Per Durnwalder Angela Merkel è povera perché non lavora bene

“Il dibattito sullo stipendio d'oro incassato dal Presidente Luis Durnwalder si concentra tutto sull'etica politica. Può un amministratore pubblico quantificare in piena autonomia l'entità del proprio stipendio? Il Parlamento italiano, mosso da un'ondata moralizzatrice, ha dato il via a riforme istituzionali per ridurre la spesa pubblica e bilanciare il divario tra i suoi stipendi e quelli degli altri organismi elettivi europei. Una purificazione che sembra non aver toccato la piccola realtà dell'Alto Adige, nella quale qualcuno ha ben pensato di farla franca. I vertici della Provincia, Presidente per primo, hanno disegnato a propria immagine e somiglianza degli stipendi commisurati al loro “grande impegno”, tutto teso a far marciare verso il sol dell'avvenire la “Azienda Provincia Spa”. Luis Durnwalder sostiene tra le righe del Corsera di oggi che “chi lavora va pagato, e pure bene”. Ma quanto va pagato? E chi giudicherà l'operato? A Bolzano vige l'autovalutazione e l'autoaccreditamento. Un affogato di presunzione e spudoratezza, in cui il Presidente della Provincia si pavoneggia addirittura di lavorare/guadagnare meglio del suo collega più povero trentino, di tutti i politici d'Italia, del cancelliere tedesco Angela Merkel, o addirittura del premier Prodi.

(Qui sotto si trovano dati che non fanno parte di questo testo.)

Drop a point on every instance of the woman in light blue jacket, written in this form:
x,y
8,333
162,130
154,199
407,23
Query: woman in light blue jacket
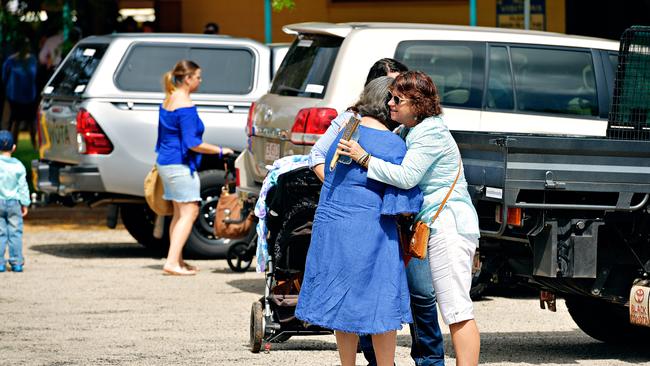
x,y
432,162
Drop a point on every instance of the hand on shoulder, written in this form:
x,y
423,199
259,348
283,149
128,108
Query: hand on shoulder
x,y
178,99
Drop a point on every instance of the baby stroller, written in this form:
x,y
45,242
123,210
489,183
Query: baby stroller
x,y
291,205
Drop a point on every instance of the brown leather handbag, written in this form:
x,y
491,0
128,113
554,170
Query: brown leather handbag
x,y
153,192
232,220
416,244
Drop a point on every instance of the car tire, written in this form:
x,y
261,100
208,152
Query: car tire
x,y
605,321
138,219
202,242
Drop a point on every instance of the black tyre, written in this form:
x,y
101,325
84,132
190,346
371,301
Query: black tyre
x,y
282,338
138,219
202,242
605,321
257,327
238,258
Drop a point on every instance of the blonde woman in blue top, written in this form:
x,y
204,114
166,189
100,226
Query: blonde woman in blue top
x,y
431,163
179,148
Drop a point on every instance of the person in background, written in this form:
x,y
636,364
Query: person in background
x,y
433,163
211,28
50,55
427,347
19,76
179,147
355,281
14,203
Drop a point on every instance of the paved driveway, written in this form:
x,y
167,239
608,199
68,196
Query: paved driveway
x,y
95,297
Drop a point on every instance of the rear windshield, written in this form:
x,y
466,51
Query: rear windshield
x,y
72,77
224,70
307,66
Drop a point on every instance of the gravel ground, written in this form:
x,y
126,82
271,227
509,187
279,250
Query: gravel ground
x,y
95,297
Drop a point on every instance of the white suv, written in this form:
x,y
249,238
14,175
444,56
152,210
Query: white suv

Il Presidentissimo si sforza invano di argomentare l'impossibile fino a toccare qualche gaffe: prima inavvertitamente dà del bugiardo a Romano Prodi sostenendo “non credo che prenda così poco”, e poi chiede allo Stato di dargli più soldi. D'altronde, più quattrini per Prodi, più salari per i suoi amici! Davvero un bravo amministratore Durnwalder! Presenterò al più presto un'interrogazione alla Camera, per sapere se il Governo ha intenzione di intervenire sulla vicenda e definire meglio i tetti di spesa degli amministratori locali, ponendo qualche rimedio al deragliamento del Presidente della Provincia di Bolzano”.